What Isn’t In The Cloud?

June 4, 2011

Faith, Technology

Cloud computing has been around for as long as there have been computers.  When I was in high school, I was involved in “cloud gaming.”  Yeah, it wasn’t the same kind of thing back in 1976-1979.  But I could connect the school’s remote terminal to the district’s mainframe.  From this connection, I programmed (and played) Blackjack and poker.  I also began to play games like Colossal Cave.

In the eighties, we saw the emergence of email and file transfer across unimaginable distances.  We also began to see network games being offered by startups like CompuServe.  No, I don’t remember my original CIS id number.  Nor do I remember my first real accounts with an ISP (in the early nineties).  But I do remember MUD’s.

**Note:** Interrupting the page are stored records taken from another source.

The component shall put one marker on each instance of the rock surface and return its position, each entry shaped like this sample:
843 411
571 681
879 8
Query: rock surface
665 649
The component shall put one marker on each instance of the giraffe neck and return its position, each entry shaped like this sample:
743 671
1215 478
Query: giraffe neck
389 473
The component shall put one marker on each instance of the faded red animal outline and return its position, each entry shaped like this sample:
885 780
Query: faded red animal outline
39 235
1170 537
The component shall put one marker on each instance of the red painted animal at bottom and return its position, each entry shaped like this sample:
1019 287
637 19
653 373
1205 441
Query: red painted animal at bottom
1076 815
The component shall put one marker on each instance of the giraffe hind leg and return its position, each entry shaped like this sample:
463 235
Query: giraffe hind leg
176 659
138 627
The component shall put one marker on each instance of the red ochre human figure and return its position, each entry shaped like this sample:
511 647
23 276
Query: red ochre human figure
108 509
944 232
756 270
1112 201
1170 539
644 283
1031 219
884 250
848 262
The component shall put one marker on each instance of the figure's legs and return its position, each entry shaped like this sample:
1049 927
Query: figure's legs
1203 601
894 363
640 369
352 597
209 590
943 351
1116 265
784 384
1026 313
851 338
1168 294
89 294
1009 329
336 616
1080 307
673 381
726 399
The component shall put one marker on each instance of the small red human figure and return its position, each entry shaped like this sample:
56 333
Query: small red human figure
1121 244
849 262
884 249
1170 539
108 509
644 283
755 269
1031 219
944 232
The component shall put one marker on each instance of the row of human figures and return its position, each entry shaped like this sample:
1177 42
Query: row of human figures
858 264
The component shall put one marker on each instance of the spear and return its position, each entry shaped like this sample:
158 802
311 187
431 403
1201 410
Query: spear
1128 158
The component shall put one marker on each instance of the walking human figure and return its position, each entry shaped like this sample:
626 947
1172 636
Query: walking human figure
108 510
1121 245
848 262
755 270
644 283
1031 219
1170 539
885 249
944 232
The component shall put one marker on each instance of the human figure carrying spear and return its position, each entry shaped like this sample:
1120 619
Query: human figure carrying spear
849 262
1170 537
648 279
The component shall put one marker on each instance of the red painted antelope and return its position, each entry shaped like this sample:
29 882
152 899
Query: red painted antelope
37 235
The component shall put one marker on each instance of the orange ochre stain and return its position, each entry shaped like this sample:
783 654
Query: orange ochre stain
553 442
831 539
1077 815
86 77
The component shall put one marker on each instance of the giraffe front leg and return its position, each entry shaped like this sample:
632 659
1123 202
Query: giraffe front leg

Times sure have changed – and my how they haven’t changed.

Today, I use “the cloud” for the following services:

  • Email,
  • File/document transfer/sharing,
  • Reading,
  • Photo sharing,
  • Music streaming,
  • Video streaming,
  • Remote access (to corporate systems as well as to my own systems),
  • Remote banking,
  • Shopping (and shipping),
  • Ticket ordering (i.e., transportation, entertainment, etc),
  • Bureaucratic animal taming (i.e., tax forms, student loans, job apps, medical forms, insurance forms, pharmacy/prescriptions, daycare payment and forms, etc),
  • …and an endless list that would be too darned tedious to fully enumerate.

So what has changed since I was young?

  • Everything is available online,
  • Everything is available in real-time (except government services),
  • Everything looks good, appealing and/or enticing,
  • Almost everyone has access to these online services.

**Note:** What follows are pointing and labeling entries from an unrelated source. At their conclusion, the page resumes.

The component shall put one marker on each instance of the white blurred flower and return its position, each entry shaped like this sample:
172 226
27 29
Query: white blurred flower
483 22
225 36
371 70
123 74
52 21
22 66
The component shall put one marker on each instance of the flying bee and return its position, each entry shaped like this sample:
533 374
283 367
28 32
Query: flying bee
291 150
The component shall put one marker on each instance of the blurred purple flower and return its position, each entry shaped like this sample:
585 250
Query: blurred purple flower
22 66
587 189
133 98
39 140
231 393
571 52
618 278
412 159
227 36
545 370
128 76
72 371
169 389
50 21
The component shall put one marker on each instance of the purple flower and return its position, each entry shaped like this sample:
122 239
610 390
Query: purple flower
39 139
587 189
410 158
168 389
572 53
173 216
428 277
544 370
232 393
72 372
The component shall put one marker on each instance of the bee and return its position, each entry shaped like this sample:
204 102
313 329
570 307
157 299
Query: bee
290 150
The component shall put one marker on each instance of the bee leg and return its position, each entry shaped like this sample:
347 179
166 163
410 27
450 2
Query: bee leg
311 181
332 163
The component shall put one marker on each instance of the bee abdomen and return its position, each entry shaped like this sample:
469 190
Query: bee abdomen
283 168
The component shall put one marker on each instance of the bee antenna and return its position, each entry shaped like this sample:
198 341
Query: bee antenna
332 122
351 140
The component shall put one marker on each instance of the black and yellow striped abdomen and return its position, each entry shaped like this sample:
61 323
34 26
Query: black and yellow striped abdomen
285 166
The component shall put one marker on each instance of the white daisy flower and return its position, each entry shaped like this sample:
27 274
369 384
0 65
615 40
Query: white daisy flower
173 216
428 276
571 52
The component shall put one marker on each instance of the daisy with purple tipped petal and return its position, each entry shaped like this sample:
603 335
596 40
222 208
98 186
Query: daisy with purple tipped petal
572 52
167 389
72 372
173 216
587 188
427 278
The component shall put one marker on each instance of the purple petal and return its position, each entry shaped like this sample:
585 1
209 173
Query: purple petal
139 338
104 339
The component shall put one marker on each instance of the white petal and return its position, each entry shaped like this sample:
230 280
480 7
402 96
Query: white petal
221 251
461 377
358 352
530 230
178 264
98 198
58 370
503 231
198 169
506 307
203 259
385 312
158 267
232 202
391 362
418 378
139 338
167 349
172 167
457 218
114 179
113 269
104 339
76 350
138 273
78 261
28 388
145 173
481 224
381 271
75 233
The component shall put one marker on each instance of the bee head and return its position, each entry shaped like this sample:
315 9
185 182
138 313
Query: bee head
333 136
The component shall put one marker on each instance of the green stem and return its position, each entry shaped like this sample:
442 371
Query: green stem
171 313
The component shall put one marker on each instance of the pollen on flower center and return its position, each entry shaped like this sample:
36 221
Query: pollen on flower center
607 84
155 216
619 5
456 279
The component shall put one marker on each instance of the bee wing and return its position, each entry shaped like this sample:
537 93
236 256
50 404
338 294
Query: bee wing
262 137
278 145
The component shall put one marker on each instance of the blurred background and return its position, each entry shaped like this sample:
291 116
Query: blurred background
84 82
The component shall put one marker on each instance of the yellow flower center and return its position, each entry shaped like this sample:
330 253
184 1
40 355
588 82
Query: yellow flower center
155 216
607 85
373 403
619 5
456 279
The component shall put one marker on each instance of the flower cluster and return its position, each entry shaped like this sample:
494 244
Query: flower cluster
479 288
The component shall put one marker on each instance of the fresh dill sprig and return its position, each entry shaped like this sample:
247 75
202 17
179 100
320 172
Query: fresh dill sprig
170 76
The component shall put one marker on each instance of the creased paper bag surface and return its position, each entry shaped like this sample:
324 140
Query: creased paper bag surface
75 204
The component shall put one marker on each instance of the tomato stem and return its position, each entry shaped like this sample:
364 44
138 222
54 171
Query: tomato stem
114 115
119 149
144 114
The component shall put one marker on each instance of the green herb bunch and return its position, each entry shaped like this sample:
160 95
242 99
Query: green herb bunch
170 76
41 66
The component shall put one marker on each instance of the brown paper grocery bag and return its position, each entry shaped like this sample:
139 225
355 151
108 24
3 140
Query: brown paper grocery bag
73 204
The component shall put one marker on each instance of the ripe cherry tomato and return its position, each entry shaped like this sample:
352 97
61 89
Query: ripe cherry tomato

Are new things available each and every day?  They are indeed.  Just look at the image above.  I can use my phone to control file transfers to/from my home PC.  There are some really unique and exciting things that materialize every day.

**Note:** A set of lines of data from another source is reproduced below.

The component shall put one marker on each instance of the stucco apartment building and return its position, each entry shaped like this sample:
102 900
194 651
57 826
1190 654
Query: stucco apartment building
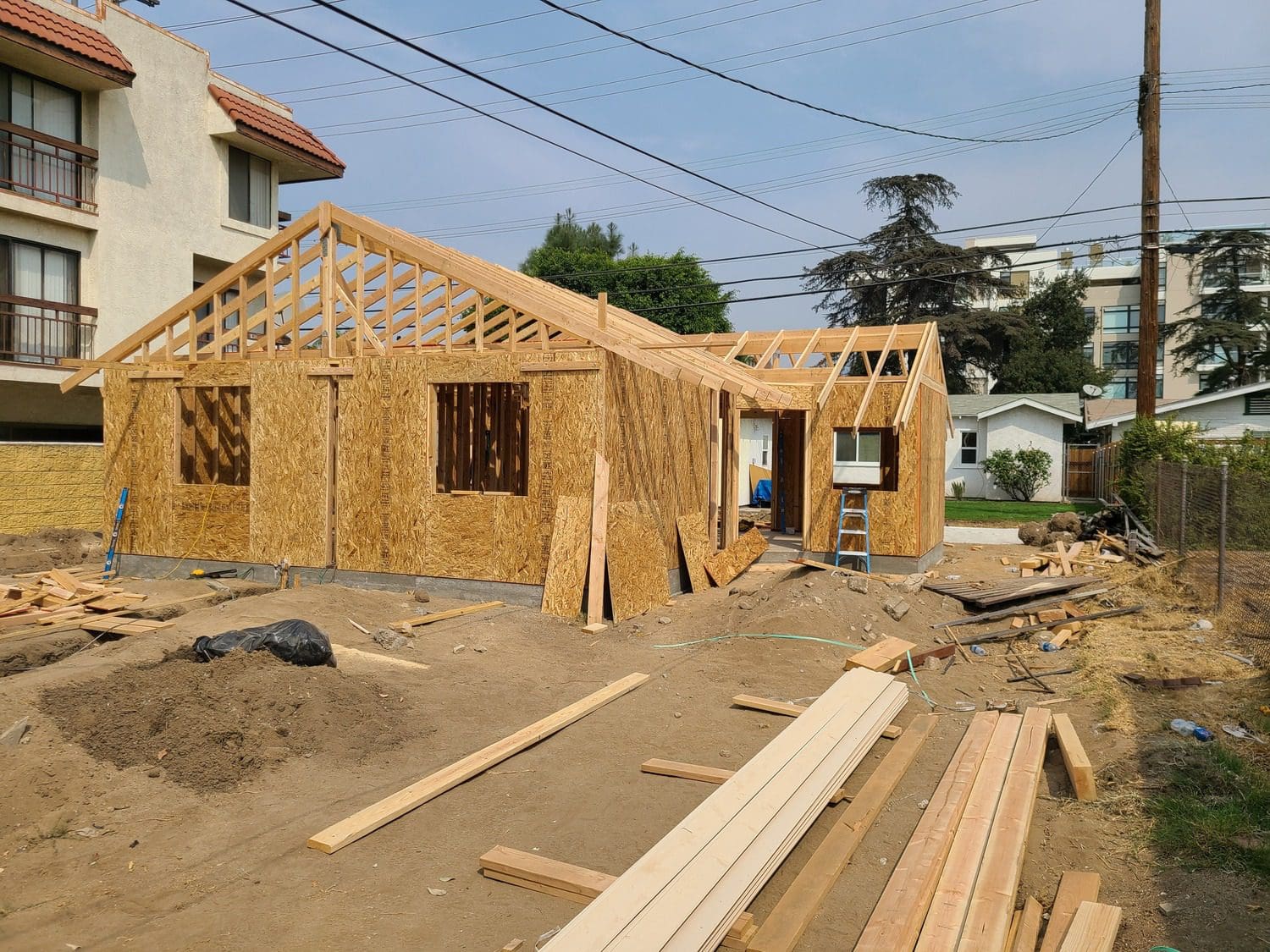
1114 300
130 173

But let’s really think about this for a minute.  Is there really anything new under the sun?  That’s a debatable proposition.  The means of communication are varying – but the need to communicate remains.  The means of commerce are changing – but the need for trading skills for money and money for goods remains.  The means of government control are varying – but the innate desire for people (and governments) to control you still remains.  Solomon was right when he wrote (in Ecclesiastes 1:9) that there was nothing new under the sun.

In my limited view, I see a compelling truth: if there really is nothing new, then the tried and true solutions (as found in the Scriptures) are still very applicable – even to a twenty-first century citizen.  God is in control.  And our Creator can still teach us about our own condition – and His solutions for our difficulties.